Je porte â votre connaissance que Monsieur Baye Benjamin, votre ancien condisciple, bornant enfin le cours de ses espiègleries, a, le 26 7bre dernier, allumé le flambeau de l'hyménée. Quelle est, me demanderez-vous, l'heureuse mortelle qu'il a daigné associer à ses destinées? C'est une jeune personne de St-Omer, belle-sœur de Monsieur Thooris. Il n'a pas encore de position, par la raison qu'il a plutôt pratiqué jusqu'ici une queue de billard que parcouru et étudié les auteurs propres à sa licence. Il commence a sentir le besoin de conquérir ce grade pour arriver à quelque chose.

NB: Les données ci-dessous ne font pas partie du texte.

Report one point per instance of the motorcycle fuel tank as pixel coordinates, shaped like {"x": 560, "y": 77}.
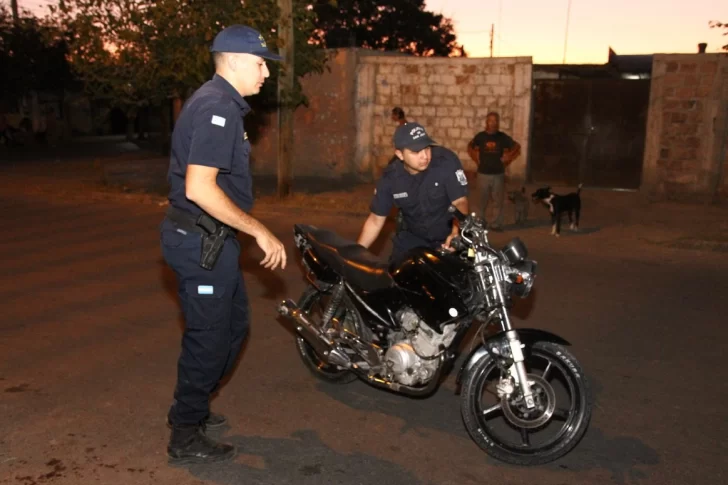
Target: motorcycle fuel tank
{"x": 435, "y": 285}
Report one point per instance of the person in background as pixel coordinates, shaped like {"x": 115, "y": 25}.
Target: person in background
{"x": 493, "y": 151}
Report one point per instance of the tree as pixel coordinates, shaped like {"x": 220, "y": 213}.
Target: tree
{"x": 720, "y": 25}
{"x": 135, "y": 52}
{"x": 391, "y": 25}
{"x": 32, "y": 57}
{"x": 110, "y": 54}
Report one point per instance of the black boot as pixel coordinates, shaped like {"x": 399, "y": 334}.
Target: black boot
{"x": 188, "y": 444}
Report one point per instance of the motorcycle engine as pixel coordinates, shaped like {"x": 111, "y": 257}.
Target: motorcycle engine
{"x": 412, "y": 356}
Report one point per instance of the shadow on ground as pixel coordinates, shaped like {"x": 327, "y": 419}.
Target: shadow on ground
{"x": 302, "y": 459}
{"x": 622, "y": 456}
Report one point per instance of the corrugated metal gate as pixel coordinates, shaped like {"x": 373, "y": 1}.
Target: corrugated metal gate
{"x": 589, "y": 131}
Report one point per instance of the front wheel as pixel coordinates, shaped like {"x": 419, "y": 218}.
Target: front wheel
{"x": 506, "y": 429}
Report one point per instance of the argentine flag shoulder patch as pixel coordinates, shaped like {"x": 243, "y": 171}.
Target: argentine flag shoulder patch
{"x": 218, "y": 120}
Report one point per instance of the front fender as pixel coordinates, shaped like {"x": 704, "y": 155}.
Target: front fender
{"x": 528, "y": 336}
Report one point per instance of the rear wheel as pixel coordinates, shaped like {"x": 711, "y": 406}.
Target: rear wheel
{"x": 509, "y": 431}
{"x": 313, "y": 303}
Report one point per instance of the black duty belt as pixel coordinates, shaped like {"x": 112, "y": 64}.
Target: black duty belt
{"x": 195, "y": 223}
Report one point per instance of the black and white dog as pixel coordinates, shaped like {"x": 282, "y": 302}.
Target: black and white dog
{"x": 558, "y": 204}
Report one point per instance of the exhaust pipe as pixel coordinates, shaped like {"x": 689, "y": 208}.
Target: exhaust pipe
{"x": 321, "y": 344}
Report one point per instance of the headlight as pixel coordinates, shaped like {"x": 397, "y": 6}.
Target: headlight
{"x": 515, "y": 251}
{"x": 522, "y": 278}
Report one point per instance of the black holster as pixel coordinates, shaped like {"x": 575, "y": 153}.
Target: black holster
{"x": 214, "y": 233}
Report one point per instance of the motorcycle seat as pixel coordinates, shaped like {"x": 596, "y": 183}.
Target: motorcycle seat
{"x": 359, "y": 266}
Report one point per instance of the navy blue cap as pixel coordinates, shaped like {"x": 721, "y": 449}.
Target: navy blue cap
{"x": 412, "y": 136}
{"x": 242, "y": 39}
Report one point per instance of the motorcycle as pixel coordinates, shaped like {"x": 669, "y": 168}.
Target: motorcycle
{"x": 525, "y": 399}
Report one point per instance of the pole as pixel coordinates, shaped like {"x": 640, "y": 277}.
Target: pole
{"x": 566, "y": 32}
{"x": 285, "y": 88}
{"x": 14, "y": 8}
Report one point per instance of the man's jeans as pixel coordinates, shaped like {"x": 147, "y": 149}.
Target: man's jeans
{"x": 492, "y": 185}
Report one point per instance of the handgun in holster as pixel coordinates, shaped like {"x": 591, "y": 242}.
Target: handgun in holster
{"x": 212, "y": 241}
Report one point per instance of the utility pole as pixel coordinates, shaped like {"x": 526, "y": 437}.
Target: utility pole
{"x": 566, "y": 32}
{"x": 14, "y": 8}
{"x": 285, "y": 88}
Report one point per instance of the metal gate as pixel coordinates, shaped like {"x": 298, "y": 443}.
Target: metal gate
{"x": 589, "y": 131}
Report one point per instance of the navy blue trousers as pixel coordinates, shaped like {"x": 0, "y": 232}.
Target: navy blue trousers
{"x": 216, "y": 313}
{"x": 403, "y": 241}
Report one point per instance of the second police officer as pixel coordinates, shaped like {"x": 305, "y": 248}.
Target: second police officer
{"x": 422, "y": 184}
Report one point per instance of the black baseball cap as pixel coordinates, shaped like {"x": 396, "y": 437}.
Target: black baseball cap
{"x": 412, "y": 136}
{"x": 241, "y": 39}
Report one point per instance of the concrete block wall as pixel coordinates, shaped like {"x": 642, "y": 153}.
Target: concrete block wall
{"x": 687, "y": 127}
{"x": 450, "y": 97}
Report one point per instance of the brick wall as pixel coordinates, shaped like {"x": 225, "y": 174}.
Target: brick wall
{"x": 687, "y": 126}
{"x": 325, "y": 131}
{"x": 450, "y": 97}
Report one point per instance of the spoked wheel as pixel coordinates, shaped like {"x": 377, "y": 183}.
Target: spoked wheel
{"x": 313, "y": 302}
{"x": 505, "y": 428}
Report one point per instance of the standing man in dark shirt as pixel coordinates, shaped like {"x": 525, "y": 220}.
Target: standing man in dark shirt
{"x": 211, "y": 185}
{"x": 495, "y": 150}
{"x": 423, "y": 183}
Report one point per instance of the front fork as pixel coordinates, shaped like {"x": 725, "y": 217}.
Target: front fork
{"x": 518, "y": 369}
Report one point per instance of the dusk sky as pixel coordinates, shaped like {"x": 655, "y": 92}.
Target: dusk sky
{"x": 536, "y": 27}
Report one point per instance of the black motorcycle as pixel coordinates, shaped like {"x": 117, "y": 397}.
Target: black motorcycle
{"x": 524, "y": 398}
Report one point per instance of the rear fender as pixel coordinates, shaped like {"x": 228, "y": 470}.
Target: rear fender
{"x": 528, "y": 337}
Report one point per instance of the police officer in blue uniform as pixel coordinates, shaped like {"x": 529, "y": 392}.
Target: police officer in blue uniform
{"x": 423, "y": 183}
{"x": 209, "y": 200}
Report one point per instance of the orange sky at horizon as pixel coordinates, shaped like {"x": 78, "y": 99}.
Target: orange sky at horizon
{"x": 536, "y": 28}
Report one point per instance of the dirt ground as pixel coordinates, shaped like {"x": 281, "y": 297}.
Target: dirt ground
{"x": 89, "y": 336}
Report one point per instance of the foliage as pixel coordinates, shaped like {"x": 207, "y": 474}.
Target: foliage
{"x": 136, "y": 52}
{"x": 392, "y": 25}
{"x": 32, "y": 56}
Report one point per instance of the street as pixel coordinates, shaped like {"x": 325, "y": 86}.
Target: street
{"x": 90, "y": 332}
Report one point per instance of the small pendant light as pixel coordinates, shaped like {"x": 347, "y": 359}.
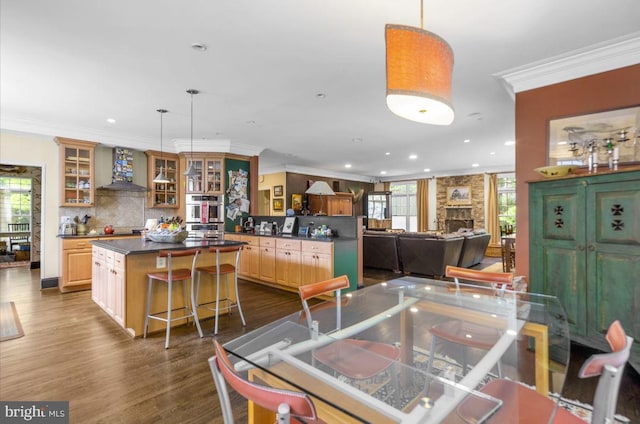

Vous me feriez plaisir, si la chose était possible et qu'elle ne dût point déranger trop, de me faire l'envoi d'un n°d'un journal grec, en grec moderne bien entendu. Tous ces messieurs vous souhaitent bon voyage, et vous aiment toujours comme par le passé, Mr le Principal, Mr Dekeister et le père Lacroix. On ne désespère pas de vous revoir avant la fin du monde; et moi, je compte bien vous serrer la main et vous embrasser avant un an3.
C'est dans ces sentiments, mon bien cher ami, que je vous quitte, en y ajoutant mes vœux les plus ardents pour votre heureux retour. Puissiez-vous un jour publier la relation d'un voyage aussi intéressant au point de vue historique et scientifique qu'au point de vue religieux.
Je vous embrasse bien cordialement.
Boute Ptre (prêtre)
1 M. Evrard, l'un des fidèles collègues de Mr Dehaene et de Mr Boute au collège d'Hazebrouck, devenu ensuite curé-doyen de Notre-Dame à Roubaix. Léon Dehon l'eut comme professeur de troisième.
2 Sur Siméon cf LD 4 (note 3) et LC 2 et 7.
3 Ces «messieurs»: le Principal, Mr Dehaene; Mr Dekeister, directeur, cousin de Mr Dehaene; le père Lacroix, surveillant général. L'abbé J. Lemire, en son livre «L'abbé Dehaene et la Flandre» (Lille 1891), en donne des portraits savoureux: Mr Boute pp. 329-330; Mr Dekeister, pp. 334-335; Mr Lacroix pp. 330-334.
Sur ces «messieurs» cf en NHV: Mr le Principal (Mr Dehaene), 1, 14r° - 17r°; Mr Boute: 1, 17r° -23r°; MM. Evrard, Lacroix, Dekeister: 1, 23r°) - 24r°.